I posted this to reddit but I wanted to share here too. Whenever I can I like to make a point of telling people to consider avoiding ASUS if they can.
TL;DR ASUS denied my warranty claim on my workstation motherboard, after I proved that if there was damage, it happened at the RMA center. They then sent the board back to me unrepaired without signature confirmation, it got stolen, and I was held responsible for the lack of signature confirmation leading to the insurance claim being denied.
Around a year ago, I bought an ASUS WRX80 Motherboard to pair with my Threadripper PRO 3955WX cpu for my Davinci resolve video editing/ vfx workstation. It was a huge investment, but I decided that it was time to move to a workstation platform responsibly, tailoring my PC toward reliability.
Before this, when I thought of ASUS I thought of premium materials, premium components, and responsive customer service. ASUS products are expensive, but I’m looking at this as the foundation for my business; buy once cry once.
Here’s what happened.
I was trying to learn about ipmi and the bmc, since it was my first time having access to that feature. In the process of learning about it and trying to use it, the bmc stopped being detected. After troubleshooting in literally every way I could, outside of outright replacing the CPU or Motherboard, I put in an RMA with ASUS.
I was in the middle of a project at the time but I thought the ipmi failure could be indicitave of a larger issue and after spending all of that money , I decided I’m not taking the chance. I followed thew RMA instructions form Asus, taking pictures of the board, packaging it securely and seding it in.
A few days later I got an email from the RMA center saying they can’t honor the RMA citing damage to the board.

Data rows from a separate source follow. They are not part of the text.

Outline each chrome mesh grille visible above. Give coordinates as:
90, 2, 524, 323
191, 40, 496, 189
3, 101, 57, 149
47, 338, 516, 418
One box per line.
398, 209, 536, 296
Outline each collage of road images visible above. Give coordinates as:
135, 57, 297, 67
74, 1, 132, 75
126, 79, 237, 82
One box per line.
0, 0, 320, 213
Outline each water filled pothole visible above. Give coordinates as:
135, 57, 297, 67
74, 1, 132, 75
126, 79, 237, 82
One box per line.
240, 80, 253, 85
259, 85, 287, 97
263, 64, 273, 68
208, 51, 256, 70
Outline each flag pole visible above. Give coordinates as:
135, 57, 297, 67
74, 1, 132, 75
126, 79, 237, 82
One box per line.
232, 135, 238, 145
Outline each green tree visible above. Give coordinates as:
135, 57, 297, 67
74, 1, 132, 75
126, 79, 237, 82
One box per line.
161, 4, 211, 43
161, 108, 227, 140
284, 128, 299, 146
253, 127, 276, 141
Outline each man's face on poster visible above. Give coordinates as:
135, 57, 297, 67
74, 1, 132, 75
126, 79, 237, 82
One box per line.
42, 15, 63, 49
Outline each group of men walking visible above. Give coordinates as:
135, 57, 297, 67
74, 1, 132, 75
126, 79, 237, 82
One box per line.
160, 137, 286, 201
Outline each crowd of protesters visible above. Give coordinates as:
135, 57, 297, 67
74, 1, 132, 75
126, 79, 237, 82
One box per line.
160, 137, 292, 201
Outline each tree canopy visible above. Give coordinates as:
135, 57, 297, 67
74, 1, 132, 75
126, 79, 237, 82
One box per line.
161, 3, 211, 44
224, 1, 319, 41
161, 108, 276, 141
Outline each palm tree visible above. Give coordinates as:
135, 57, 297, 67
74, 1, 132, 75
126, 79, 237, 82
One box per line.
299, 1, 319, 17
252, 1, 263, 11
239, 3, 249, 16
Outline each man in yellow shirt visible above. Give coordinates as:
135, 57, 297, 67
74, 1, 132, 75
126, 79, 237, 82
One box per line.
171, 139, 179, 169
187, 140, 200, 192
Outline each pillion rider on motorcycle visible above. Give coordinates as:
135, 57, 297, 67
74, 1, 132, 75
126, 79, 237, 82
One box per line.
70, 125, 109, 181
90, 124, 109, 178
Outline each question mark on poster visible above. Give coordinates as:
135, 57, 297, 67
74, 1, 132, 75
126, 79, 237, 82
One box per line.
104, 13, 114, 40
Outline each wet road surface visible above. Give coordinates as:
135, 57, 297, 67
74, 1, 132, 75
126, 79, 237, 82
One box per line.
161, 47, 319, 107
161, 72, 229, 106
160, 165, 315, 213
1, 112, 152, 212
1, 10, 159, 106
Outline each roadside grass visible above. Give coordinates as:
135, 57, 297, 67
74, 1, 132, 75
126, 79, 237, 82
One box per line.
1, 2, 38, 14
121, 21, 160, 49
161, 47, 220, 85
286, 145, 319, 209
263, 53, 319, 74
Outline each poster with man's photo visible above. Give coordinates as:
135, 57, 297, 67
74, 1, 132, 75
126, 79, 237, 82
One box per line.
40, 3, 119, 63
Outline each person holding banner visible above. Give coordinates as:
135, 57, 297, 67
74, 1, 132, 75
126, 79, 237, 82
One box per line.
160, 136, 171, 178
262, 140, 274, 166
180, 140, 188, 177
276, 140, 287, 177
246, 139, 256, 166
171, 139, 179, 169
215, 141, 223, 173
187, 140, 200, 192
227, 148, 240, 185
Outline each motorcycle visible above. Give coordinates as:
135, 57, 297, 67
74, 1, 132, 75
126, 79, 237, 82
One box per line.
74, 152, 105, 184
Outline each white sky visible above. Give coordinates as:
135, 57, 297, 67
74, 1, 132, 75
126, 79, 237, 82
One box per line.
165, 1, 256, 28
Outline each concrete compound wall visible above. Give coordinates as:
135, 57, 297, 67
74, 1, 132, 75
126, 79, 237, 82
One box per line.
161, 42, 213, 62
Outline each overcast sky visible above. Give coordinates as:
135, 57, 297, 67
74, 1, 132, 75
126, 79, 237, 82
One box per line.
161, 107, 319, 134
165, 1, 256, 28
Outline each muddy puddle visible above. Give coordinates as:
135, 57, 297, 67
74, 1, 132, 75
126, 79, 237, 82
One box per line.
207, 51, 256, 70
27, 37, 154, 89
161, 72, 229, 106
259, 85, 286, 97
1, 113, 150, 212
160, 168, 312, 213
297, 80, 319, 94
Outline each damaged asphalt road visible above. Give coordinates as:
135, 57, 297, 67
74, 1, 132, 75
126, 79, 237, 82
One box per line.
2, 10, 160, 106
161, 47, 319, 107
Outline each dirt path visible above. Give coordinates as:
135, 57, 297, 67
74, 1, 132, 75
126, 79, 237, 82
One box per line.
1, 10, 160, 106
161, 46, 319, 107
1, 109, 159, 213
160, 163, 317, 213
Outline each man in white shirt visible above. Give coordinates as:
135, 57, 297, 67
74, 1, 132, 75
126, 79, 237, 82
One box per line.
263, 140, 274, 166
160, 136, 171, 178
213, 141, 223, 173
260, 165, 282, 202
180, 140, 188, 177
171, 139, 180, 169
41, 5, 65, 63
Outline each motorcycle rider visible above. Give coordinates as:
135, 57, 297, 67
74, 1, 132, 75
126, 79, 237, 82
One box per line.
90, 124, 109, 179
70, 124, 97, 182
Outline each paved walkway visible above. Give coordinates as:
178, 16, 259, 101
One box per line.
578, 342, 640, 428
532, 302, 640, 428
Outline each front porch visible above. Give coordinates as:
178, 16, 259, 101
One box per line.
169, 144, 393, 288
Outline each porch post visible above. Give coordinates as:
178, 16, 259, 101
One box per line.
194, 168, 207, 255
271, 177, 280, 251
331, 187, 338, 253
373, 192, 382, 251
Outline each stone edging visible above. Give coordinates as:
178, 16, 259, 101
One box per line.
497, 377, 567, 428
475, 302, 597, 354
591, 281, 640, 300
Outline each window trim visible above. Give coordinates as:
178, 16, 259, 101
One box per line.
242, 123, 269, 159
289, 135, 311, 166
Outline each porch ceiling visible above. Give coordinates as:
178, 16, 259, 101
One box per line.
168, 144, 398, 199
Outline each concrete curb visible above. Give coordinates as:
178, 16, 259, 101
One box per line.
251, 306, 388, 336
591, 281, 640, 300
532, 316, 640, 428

At this point, my heart dropped. I thought the box had been crushed in shipping. It turns out that what had actually happened is that they made the decision to hang me out to dry. They pointed to a scratch on the board that looked to me like it had happened at the RMA center and sent me an invoice for $500 for the repair of my basically new motherboard.
I escalated the RMA and sent an email to the executive office and was assigned a specific person to look further into the issue. They claimed that I damaged the board when I had photos, pre shipping , showing that this wasn’t the case. When I sent the person assigned to my case these photos, he agreed with my asssesment that, the board was packed well and that it wasn’t damaged before I sent it.
I only had the setup for a short time and I was already dealing with the worst case scenario. My system was down for weeks dealing with ASUS and they disn’t want to honor the warranty on a product built for professionals. I hadn’t recouped the cost of the system from paid work yet, so I couldn’t afford to just do the repair and accept the loss as the cost of doing business.
I had a call with the ASUS rep assigned to my claim. After agreeing with me that if my pre-shipment photos don’t show the same damage that they claimed, it would have had to come from the RMA department. He said the board was confirmed to be carefully packaged, so we both assumed it didn’t happen in shipping. I sent the photos sd we discussed and felt like the misunderstanding was finally going to be rectified.
Soon after, I got an email about my claim stating that after thoroughly investigating themselves, they found no wrongdoing. I brought up the photo and asked for a side by side with my photo and theirs and he just repeated over and over that the RMA department said it was like that when it got there.
He apologized a few times after telling me they could repair the board for a slightly discounted rate. At this point, I was trying to complete a large project piecemeal from an underpowered laptop, which I had started on the workstation; I had no money. I was infuriated.
In the end they denied the RMA, and charged me for return shipping. They sent the $1000 motherboard back via fedex, without signature confirmation. The box got stolen and I got nothing. ASUS blamed me for not specifically requesting a signature when I wasn’t told it was an option I had to opt in to. FEDex denied the claim because there was no signature confirmation. I had nothing and I lost the client to sparked me building the workstation that marked me investing in myself and taking my career pursuit seriously.
I still begrudgingly recommend the PRO Art monitors because there really isn’t an equally high quality alternative in the class, if you want to buy new imo.
I want to make it clear that I may have had bad luck and the following experience may not be indicative of a widespread phenomena. Also, I’m not under any illusion that convincing you to “vote with your wallet” will affect ASUS in any way. I’m nobod, I just hope that if you can use something other than ASUS, you will. Ultimately my warranty coverage was identical to the one you get buying used on craigslist and to me, that defeats the purpose of the higher cost of ASUS products.